Differentiating thymoma from thymic cyst in anterior mediastinal abnormalities smaller than 3 cm

Woohyun Jung 1, Sukki Cho 1,2,, Sungwon Yum 1, Young Kyung Lee 1, Kwhanmien Kim 1,2, Sanghoon Jheon 1,2
PMCID: PMC7212157  PMID: 32395273

Abstract

Background

Computed tomography (CT) screening for lung cancer has led to frequent findings of small anterior mediastinal masses. It is very hard to distinguish small thymomas from thymic cysts. The objective of this study was to develop a clinical model for predicting small thymomas (<3 cm) in asymptomatic patients.

Methods

Patients who underwent thymectomy for anterior mediastinal masses between 2004 and 2016 were included. All preoperative CT scans (pre- and post-enhanced) were retrospectively reviewed. Size, location, contour, shape, presence of calcification, and enhancement [Hounsfield units (HU)] were evaluated. A nomogram was built based on the predictive factors. For external validation, patients undergoing thymectomy in 2017 were enrolled and thymoma prediction was computed using the proposed nomogram.

Results

The study population consisted of 43 patients with thymoma and 57 with thymic cyst. The multivariable analysis identified a lobulated contour and a large difference in HU between post- and pre-enhancement as predictive factors of thymoma. These factors were included in the nomogram, which showed 95% (19/20) power for predicting thymoma after external validation.

Conclusions

This clinical model can be used to predict thymoma in patients with small, asymptomatic thymic abnormalities on CT screening.
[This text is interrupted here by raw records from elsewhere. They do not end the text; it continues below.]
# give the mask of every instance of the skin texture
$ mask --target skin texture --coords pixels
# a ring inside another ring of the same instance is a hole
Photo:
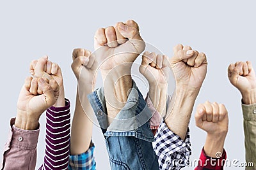
[[[205,154],[217,157],[217,153],[223,153],[225,139],[228,130],[228,113],[222,104],[209,101],[197,107],[195,115],[196,125],[207,133],[204,147]]]
[[[77,155],[86,152],[91,143],[93,124],[89,118],[92,118],[93,111],[87,95],[93,91],[96,83],[93,76],[97,64],[95,56],[88,50],[74,49],[72,55],[71,67],[79,87],[71,129],[70,152],[72,155]]]
[[[144,50],[139,26],[133,20],[99,29],[94,36],[95,55],[104,81],[109,124],[125,104],[132,81],[132,62]],[[113,97],[113,94],[115,97]]]
[[[154,108],[161,115],[166,114],[169,64],[167,56],[145,52],[139,68],[140,72],[148,81],[149,97]]]
[[[241,92],[244,104],[256,103],[256,76],[251,62],[231,64],[228,76],[230,83]]]
[[[19,97],[15,125],[29,131],[38,129],[40,117],[56,103],[59,96],[60,87],[56,80],[47,82],[43,78],[28,77]]]
[[[167,109],[167,127],[184,139],[195,99],[206,76],[207,62],[204,53],[178,45],[170,59],[176,80],[176,90]]]
[[[31,62],[30,73],[35,78],[42,77],[46,81],[51,79],[56,81],[60,87],[60,96],[53,106],[58,108],[65,106],[63,76],[58,64],[48,60],[48,57],[45,56]],[[41,89],[39,89],[38,92],[42,94]]]

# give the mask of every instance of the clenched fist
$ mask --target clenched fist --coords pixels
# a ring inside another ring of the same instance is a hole
[[[241,93],[244,104],[256,103],[256,76],[250,61],[229,65],[228,76],[230,83]]]
[[[42,94],[38,94],[38,89]],[[47,83],[42,78],[27,78],[18,99],[15,126],[25,130],[36,129],[42,113],[56,102],[59,89],[53,79]]]
[[[125,23],[118,22],[115,27],[98,29],[94,36],[94,47],[98,60],[102,63],[100,70],[104,78],[114,67],[116,71],[114,72],[124,71],[126,74],[125,71],[131,71],[131,64],[144,50],[145,43],[140,34],[138,24],[130,20]]]
[[[206,76],[207,62],[204,53],[189,46],[178,45],[173,48],[174,56],[170,60],[177,87],[200,90]]]
[[[95,56],[91,52],[83,48],[73,50],[73,63],[71,67],[77,81],[84,82],[94,87],[97,76],[96,70],[98,66]]]
[[[228,113],[222,104],[207,101],[199,104],[195,118],[196,126],[209,134],[226,135],[228,131]]]

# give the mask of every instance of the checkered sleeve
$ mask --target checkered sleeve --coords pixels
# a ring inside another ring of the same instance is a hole
[[[163,122],[155,137],[153,146],[158,157],[159,169],[180,169],[189,164],[191,150],[188,129],[183,141]]]
[[[69,170],[95,170],[96,162],[94,159],[93,145],[86,152],[76,155],[70,155],[68,160]]]

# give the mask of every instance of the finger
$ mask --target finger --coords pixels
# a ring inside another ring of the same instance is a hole
[[[194,50],[194,54],[193,56],[189,59],[188,59],[187,64],[191,67],[194,67],[195,64],[195,60],[198,55],[198,52],[196,50]]]
[[[52,106],[56,101],[52,89],[50,85],[47,83],[44,78],[38,79],[39,87],[42,89],[44,95],[42,96],[47,108]]]
[[[42,76],[42,73],[46,71],[46,64],[47,63],[48,57],[45,56],[38,60],[36,66],[35,68],[35,75],[36,78]]]
[[[173,53],[174,54],[177,53],[178,52],[182,50],[183,45],[181,44],[177,45],[173,47]]]
[[[162,67],[168,67],[170,66],[169,58],[167,55],[164,55],[163,56],[163,64]]]
[[[108,46],[116,47],[118,45],[116,41],[116,31],[113,27],[108,27],[105,29],[105,35],[108,41]]]
[[[29,72],[31,74],[35,74],[35,68],[36,67],[36,64],[37,64],[36,60],[34,60],[31,61],[31,62],[30,63]]]
[[[59,84],[55,80],[51,79],[49,84],[50,85],[51,87],[52,88],[54,92],[59,91],[60,89]]]
[[[161,69],[163,64],[163,55],[157,55],[156,56],[156,68]]]
[[[137,22],[134,21],[133,20],[129,20],[125,22],[125,24],[129,27],[134,27],[138,31],[140,31],[139,25],[138,25]]]
[[[105,35],[105,29],[99,29],[94,36],[94,48],[95,49],[105,45],[108,42]]]
[[[148,55],[148,56],[149,56],[149,58],[150,59],[152,59],[152,62],[150,62],[150,65],[152,67],[155,67],[156,66],[156,53],[154,52],[152,52]]]
[[[34,78],[31,80],[31,83],[30,85],[30,90],[29,90],[30,93],[35,96],[38,95],[37,89],[38,89],[38,83],[37,83],[37,78]]]
[[[84,49],[83,48],[76,48],[74,49],[72,52],[72,59],[74,60],[77,57],[79,56],[84,56]]]
[[[51,74],[52,73],[52,62],[48,60],[47,63],[46,64],[46,73],[48,74]]]
[[[220,117],[219,121],[223,120],[228,115],[228,111],[227,111],[226,107],[223,104],[219,104],[220,109]]]
[[[51,69],[51,74],[55,75],[58,73],[58,69],[59,66],[56,63],[52,63],[52,67]]]
[[[219,122],[219,115],[220,115],[220,110],[219,105],[217,103],[214,102],[212,104],[213,112],[212,112],[212,122],[217,123]]]
[[[30,86],[31,86],[32,80],[33,80],[33,77],[31,77],[31,76],[27,77],[25,79],[24,87],[25,87],[26,90],[28,92],[30,91]]]
[[[121,33],[118,31],[118,24],[119,22],[116,23],[116,25],[115,25],[115,31],[116,32],[116,41],[117,43],[120,45],[124,44],[124,43],[127,41],[128,39],[124,38]]]
[[[89,62],[87,64],[87,67],[92,69],[95,64],[95,55],[91,55],[89,57]]]
[[[205,108],[204,105],[200,104],[197,106],[196,113],[195,115],[195,119],[196,120],[196,125],[197,127],[200,127],[203,124],[204,116],[205,115]]]
[[[197,57],[195,60],[195,67],[198,67],[203,64],[207,64],[207,60],[206,58],[206,55],[204,53],[200,52],[198,53]]]
[[[246,76],[249,73],[247,63],[244,62],[243,66],[243,76]]]
[[[213,112],[212,104],[211,104],[210,102],[207,101],[205,103],[204,106],[205,108],[205,111],[206,111],[206,120],[207,122],[212,122],[212,112]]]
[[[180,50],[175,53],[174,56],[170,59],[172,62],[176,63],[184,59],[188,59],[194,55],[193,50]]]
[[[252,67],[252,62],[250,61],[246,61],[246,63],[247,63],[247,66],[248,66],[248,71],[249,71],[249,73],[251,73],[252,71],[253,70],[253,67]]]
[[[231,76],[232,75],[233,70],[235,68],[235,64],[230,64],[228,66],[228,76],[229,78],[231,78]]]

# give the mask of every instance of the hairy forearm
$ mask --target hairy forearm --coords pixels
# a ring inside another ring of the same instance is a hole
[[[87,98],[87,95],[91,93],[92,90],[87,89],[91,89],[83,88],[86,90],[80,93],[77,90],[71,129],[70,153],[72,155],[84,153],[90,147],[93,124],[89,117],[92,117],[91,114],[93,113],[93,111]]]
[[[221,153],[222,154],[226,135],[226,133],[217,135],[207,134],[205,144],[204,146],[204,152],[206,155],[210,157],[216,158],[219,157],[216,153]]]
[[[189,90],[186,87],[177,88],[167,110],[165,118],[167,127],[183,140],[198,92],[199,90]]]
[[[242,94],[242,101],[244,104],[252,104],[256,103],[256,89],[244,92]]]
[[[154,107],[161,115],[166,115],[167,86],[167,84],[149,84],[148,96]]]
[[[104,89],[108,115],[111,118],[116,115],[125,106],[132,87],[131,74],[124,74],[118,78],[116,75],[105,79]],[[108,119],[110,124],[112,118]]]
[[[28,131],[37,129],[39,125],[40,117],[33,115],[28,116],[28,115],[23,111],[17,110],[15,126]]]

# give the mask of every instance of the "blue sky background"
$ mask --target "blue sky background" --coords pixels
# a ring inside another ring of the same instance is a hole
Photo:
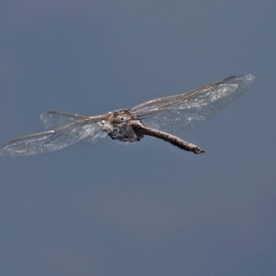
[[[178,133],[0,159],[1,275],[275,275],[276,2],[2,1],[1,144],[239,73]]]

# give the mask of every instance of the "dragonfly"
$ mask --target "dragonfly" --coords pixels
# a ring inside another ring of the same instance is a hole
[[[101,115],[83,116],[57,111],[42,113],[50,130],[21,137],[0,148],[0,155],[19,157],[52,152],[77,142],[95,146],[110,136],[124,144],[145,136],[162,139],[177,148],[199,154],[197,146],[171,133],[192,126],[191,121],[210,118],[246,90],[255,77],[234,75],[183,94],[152,99],[129,109]]]

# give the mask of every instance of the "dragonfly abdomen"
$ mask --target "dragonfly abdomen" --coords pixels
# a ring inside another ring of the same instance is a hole
[[[195,154],[204,152],[204,150],[201,150],[197,146],[194,145],[193,144],[186,142],[175,135],[163,131],[146,128],[137,121],[131,123],[130,126],[133,128],[135,133],[139,135],[148,135],[157,139],[161,139],[181,150],[191,151]]]

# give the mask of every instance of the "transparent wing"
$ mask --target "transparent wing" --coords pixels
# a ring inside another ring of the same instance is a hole
[[[242,94],[253,82],[249,74],[229,77],[184,94],[152,99],[131,109],[144,125],[175,132],[190,127],[193,119],[207,119]]]
[[[85,139],[103,137],[106,132],[99,124],[79,120],[55,130],[36,133],[12,140],[0,148],[0,155],[23,156],[59,150]]]
[[[101,115],[88,117],[58,111],[47,111],[41,115],[40,119],[46,129],[52,129],[78,120],[89,119],[90,124],[97,124],[102,121],[103,117]],[[86,146],[94,146],[97,144],[98,138],[103,138],[106,135],[105,132],[99,132],[97,135],[92,132],[80,142]]]

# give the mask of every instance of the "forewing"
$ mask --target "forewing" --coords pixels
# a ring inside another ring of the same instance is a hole
[[[53,130],[36,133],[10,141],[0,148],[0,155],[17,157],[48,152],[67,147],[79,141],[103,137],[99,124],[79,120]]]
[[[177,132],[190,127],[193,119],[207,119],[242,94],[254,81],[252,75],[233,76],[199,89],[155,99],[132,108],[144,125]]]

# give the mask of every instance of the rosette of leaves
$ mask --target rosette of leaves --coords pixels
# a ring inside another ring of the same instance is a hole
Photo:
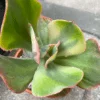
[[[51,96],[79,86],[100,84],[100,53],[97,43],[85,41],[73,22],[40,16],[37,0],[6,0],[0,34],[4,50],[21,48],[20,58],[0,55],[0,76],[14,92],[32,82],[34,96]]]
Keywords: Thymic cyst, thymoma, nomogram

Introduction

The increasing use of low-dose chest computed tomography (CT) has led to the more frequent identification of incidental lesions in the anterior mediastinum, and with recent advances in minimally invasive surgical techniques, an increasing number of thymic lesions are referred for surgical evaluation (1). However, it is very hard to distinguish small thymomas from thymic cysts on low-dose CT. Differentiating thymoma from thymic cyst is not necessary if a thymic lesion shows malignant features, such as invasion of vascular structures, the presence of suspicious metastatic lesions in the lung or pleura, or a size larger than 3 cm. In all such cases, except those that are unresectable, surgery is indicated regardless of the nature of the lesion. However, if the benignity of a thymic lesion could be determined on imaging with a reasonable level of confidence, then the need for surgical resection may potentially be obviated (2). Magnetic resonance imaging (MRI) is considered to be more suitable for the diagnosis of cystic lesions in the thymus (3), but its ability is not superior to that of chest CT for small thymic abnormalities. For this reason, enhanced chest CT is usually performed to differentiate thymic cyst from thymoma instead of chest MRI, which is more expensive than CT.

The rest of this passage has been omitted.